L’AFMC EST SÉRIEUSEMENT INQUIÈTE DE LA SITUATION DES DIPLÔMÉS EN MÉDECINE CANADIENS NON JUMELÉS

Ottawa, le 30 avril 2017 – En réponse à l’annonce faite aujourd’hui sur les résultats du jumelage des     R-1, l’Association des facultés de médecine du Canada (AFMC) exprime de vives inquiétudes quant au grand nombre de diplômés en médecine canadiens (DMC) non jumelés.

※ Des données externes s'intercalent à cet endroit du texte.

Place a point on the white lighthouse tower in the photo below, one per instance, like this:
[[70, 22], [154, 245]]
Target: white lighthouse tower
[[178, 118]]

Le Comité de l’AFMC sur le jumelage des résidents à qui on a confié le mandat de revoir la répartition, la sélection et le jumelage des résidents et d’en discuter, a analysé les résultats du jumelage des R-1 entre 2009 et 2016. Le nombre total de DMC non jumelés pour l’année en cours à l’issue du deuxième tour du jumelage a augmenté de façon exponentielle, passant de 11 en 2009 à 68 cette année.

Le jumelage des résidents est une composante importante de l’éducation médicale et de la planification des effectifs médicaux au Canada. Dans le cadre de ce processus, les diplômés en médecine sont jumelés aux postes de formation destinés aux médecins qui sont offerts par les gouvernements provinciaux. « Lorsque les médecins sont en grande demande et que nos diplômés en médecine ont travaillé d’arrache-pied pour obtenir leur formation postdoctorale, le nombre de DMC non jumelés déclenche un signal d’alarme. Les facultés doivent permettre le jumelage de leurs diplômés. On doit impérativement traiter de l’augmentation marquée du nombre de diplômés en médecine canadiens non jumelés », répond le Dr Michael J. Strong, président du Conseil d’administration de l’AFMC.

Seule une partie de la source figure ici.